Saturday, 16 May 2020

On demand: "Clash"


Here's something you really don't see all that often: a B-movie that never feels like one. For ninety-odd minutes, Clash corrals us inside a single setting (a police van parked up at the 2013 protests where representatives of Egypt's ruling Muslim Brotherhood clashed with members of the public), a framing typically deployed by inventive young tyros to disguise certain budgetary restrictions. Yet the glimpses we get out of the van's grilled windows - revealing hundreds of extras charging hither and thither, massed ranks of police wielding batons and water cannons, sudden eruptions of chaos and violence - suggest there's a much bigger picture going on out there. Staying inside the van, then, represents a choice on co-writer/director Mohamed Diab's part: he's determined to stake out this revealing corner of a far more expensive and expansive undertaking. The immediate effect is to focus the viewer's gaze. Rather than splash Egypt's social and political woes across an IMAX-sized screen, Diab slides them under a microscope, the better to see what might be understood about an especially fractious period in his homeland's history. It's synecdochic filmmaking: a handful of increasingly crowded square feet come to stand for an entire disputed territory.

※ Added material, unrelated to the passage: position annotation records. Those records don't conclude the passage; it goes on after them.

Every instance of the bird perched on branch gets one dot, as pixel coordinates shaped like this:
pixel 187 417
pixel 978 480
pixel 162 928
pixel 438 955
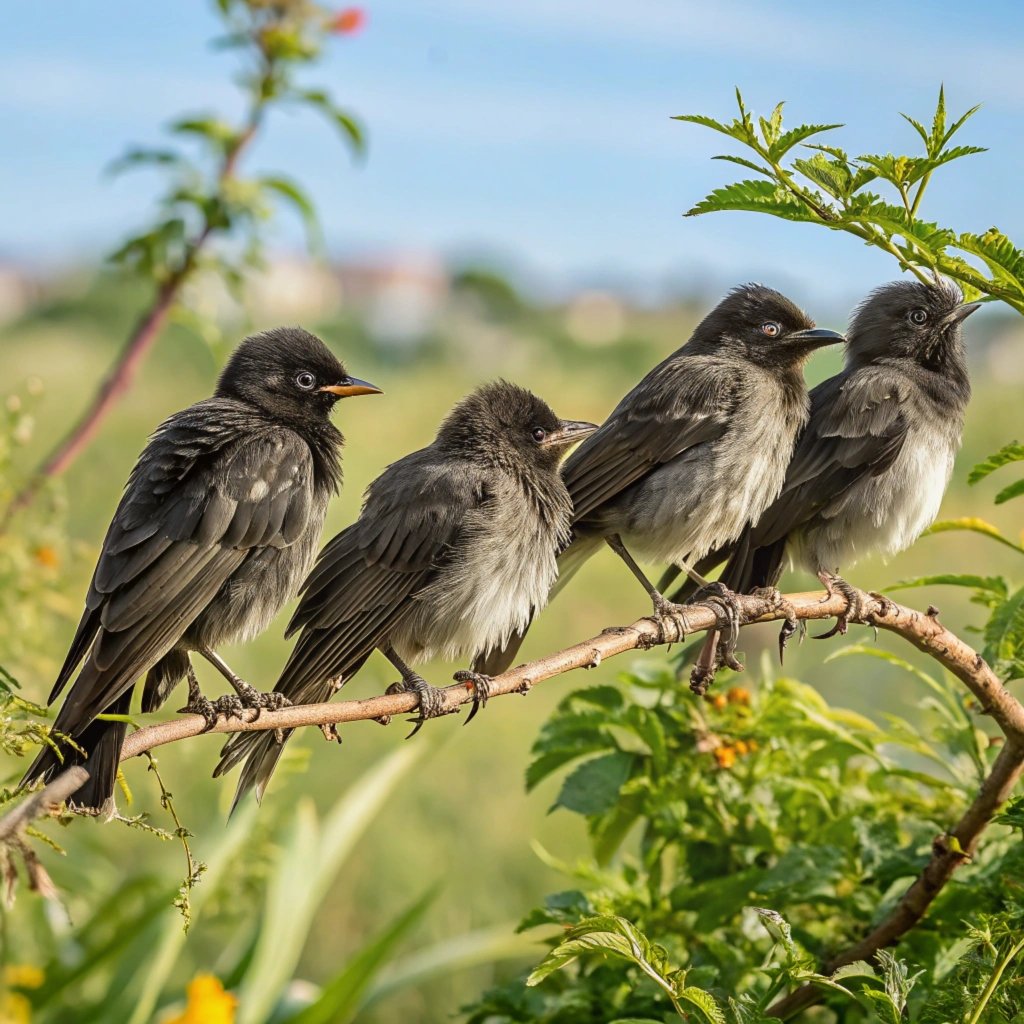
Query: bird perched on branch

The people who come into view present almost as molecules: charged up and restless, they bounce around, sometimes off one another. (If the film is anything to go by, the police strategy at these protests wasn't the most considered, tossing Brotherhood and non-Brotherhood Muslims, members of the wider public, and card-carrying journalists into the same van. The volatile atmosphere on the streets is hardly neutralised by the transfer to a greatly more confined space.) The situation is serious - deadly serious, in certain places - but Diab finds moments of levity and absurdity amid the general back-and-forth. One firebrand member of the Muslim Brotherhood somewhat undermines the ferocity and severity of his political pointmaking by insisting on wearing an upturned colander as protective headgear. The debate is further inflamed, at one point, by an accusation of farting. And after a sniper attack, the officer in the driver's seat slumps over the handbrake, causing the van to edge slowly forward into the brouhaha, as good an image as any for a country going out of control.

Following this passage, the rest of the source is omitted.